Vitamin D Deficiency: Treatment Considerations
The National Kidney Foundation recently published the Kidney Disease Outcomes Quality Initiatives Clinical Practice guidelines for the assessment and management of CKD, including the treatment of vitamin D deficiency. According to Dr. Holick, for persons who have CKD, vitamin D metabolism is compromised and an active vitamin D analog is often needed to prevent or delay secondary hyperparathyroidism and associated bone and CV disease morbidity. “In patients with mild to moderate renal failure, use of a calcium- binding agent and consideration of vitamin D therapy are warranted in maintaining appropriate 25(OH) D and PTH levels,” Dr. Holick noted. “In persons with severe renal failure, secondary hyperparathyroidism develops and use of a vitamin D analog is helpful in decreasing PTH levels,” he said. Calcitriol was the agent first approved for this purpose, but newer agents are also available. Paricalcitol, for example, is effective in the treatment of secondary hyperparathyroidism, but is less likely than calcitriol to induce hypercalcemia. “This is because paricalcitol is selective for inhibition of PTH,” Dr. Holick explained. Indeed, in one study, patients with CKD received either calcitriol or paricalcitol. Those receiving paricalcitol had a 12% reduced risk of death after 500 days and an 18% reduced risk of death after 1000 days compared to those receiving calcitriol (Teng et al. N Engl J Med 2003;349:446). “Vitamin D analog therapy can act not only to correct calcium metabolism, but also to prolong life,” Dr. Holick explained.

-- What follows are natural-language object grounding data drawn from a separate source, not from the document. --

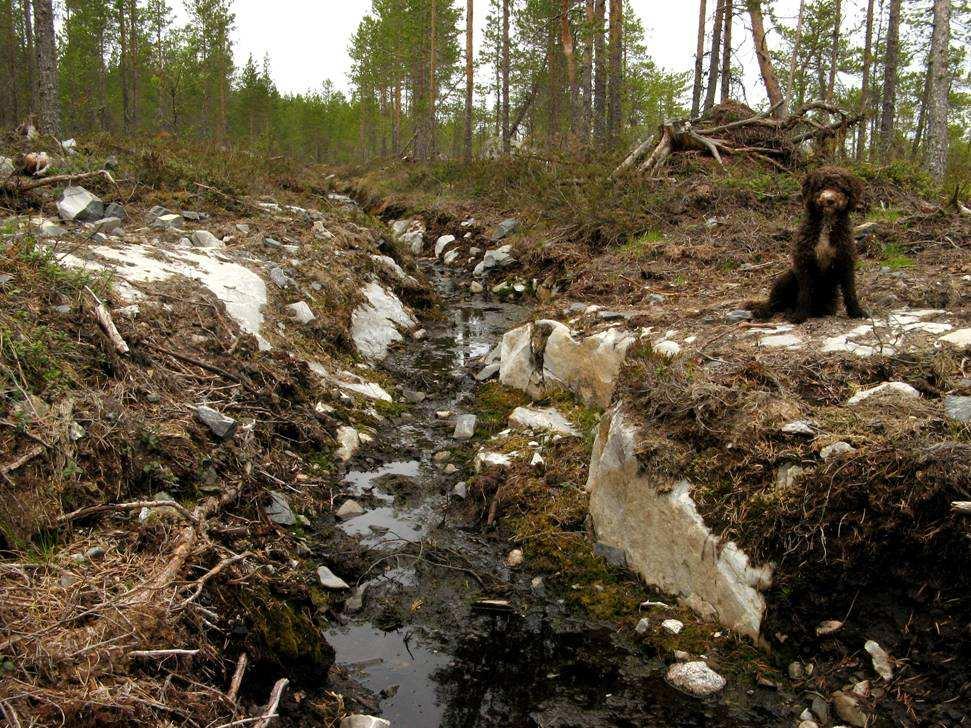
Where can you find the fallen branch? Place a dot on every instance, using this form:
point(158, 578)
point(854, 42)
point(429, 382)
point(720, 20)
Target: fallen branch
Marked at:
point(152, 654)
point(133, 506)
point(107, 324)
point(237, 680)
point(19, 185)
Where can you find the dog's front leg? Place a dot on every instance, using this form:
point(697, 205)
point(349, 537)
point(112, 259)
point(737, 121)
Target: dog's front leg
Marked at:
point(850, 299)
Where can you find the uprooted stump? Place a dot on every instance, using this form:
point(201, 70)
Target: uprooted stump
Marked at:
point(735, 129)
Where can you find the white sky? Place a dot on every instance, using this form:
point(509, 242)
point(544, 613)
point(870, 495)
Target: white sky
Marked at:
point(307, 40)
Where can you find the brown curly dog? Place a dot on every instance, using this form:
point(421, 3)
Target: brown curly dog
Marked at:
point(824, 253)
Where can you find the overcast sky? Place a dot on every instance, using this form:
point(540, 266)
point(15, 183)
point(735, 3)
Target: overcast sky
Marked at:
point(307, 40)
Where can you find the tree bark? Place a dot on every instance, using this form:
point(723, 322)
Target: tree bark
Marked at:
point(506, 141)
point(888, 112)
point(727, 52)
point(600, 74)
point(865, 87)
point(699, 59)
point(935, 151)
point(566, 38)
point(791, 85)
point(772, 89)
point(834, 50)
point(614, 84)
point(469, 79)
point(48, 105)
point(587, 80)
point(714, 57)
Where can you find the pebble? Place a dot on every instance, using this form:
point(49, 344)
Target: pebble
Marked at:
point(350, 509)
point(672, 625)
point(329, 580)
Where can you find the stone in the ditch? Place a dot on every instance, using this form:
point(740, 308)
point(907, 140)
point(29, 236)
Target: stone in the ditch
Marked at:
point(221, 425)
point(464, 427)
point(836, 449)
point(350, 509)
point(882, 662)
point(300, 312)
point(77, 204)
point(798, 427)
point(695, 678)
point(279, 510)
point(738, 315)
point(504, 229)
point(115, 210)
point(672, 626)
point(329, 580)
point(611, 554)
point(364, 721)
point(108, 225)
point(958, 408)
point(205, 239)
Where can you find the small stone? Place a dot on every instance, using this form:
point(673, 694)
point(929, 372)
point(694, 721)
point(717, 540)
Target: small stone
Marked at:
point(221, 425)
point(673, 626)
point(836, 449)
point(828, 627)
point(350, 509)
point(349, 442)
point(279, 510)
point(77, 204)
point(611, 554)
point(695, 678)
point(300, 312)
point(882, 662)
point(329, 580)
point(364, 721)
point(798, 427)
point(280, 278)
point(205, 239)
point(464, 427)
point(958, 408)
point(848, 708)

In closing, Dr. Holick recommended that clinicians consult the National Kidney Foundation guidelines for the assessment and management of CKD, not only for persons with ESRD but also for those with early CKD. “Early diagnosis and intervention in patients with CKD is essential to providing optimal management of disease and reduction of risk for associated CV morbidity and mortality,” Dr. Holick concluded.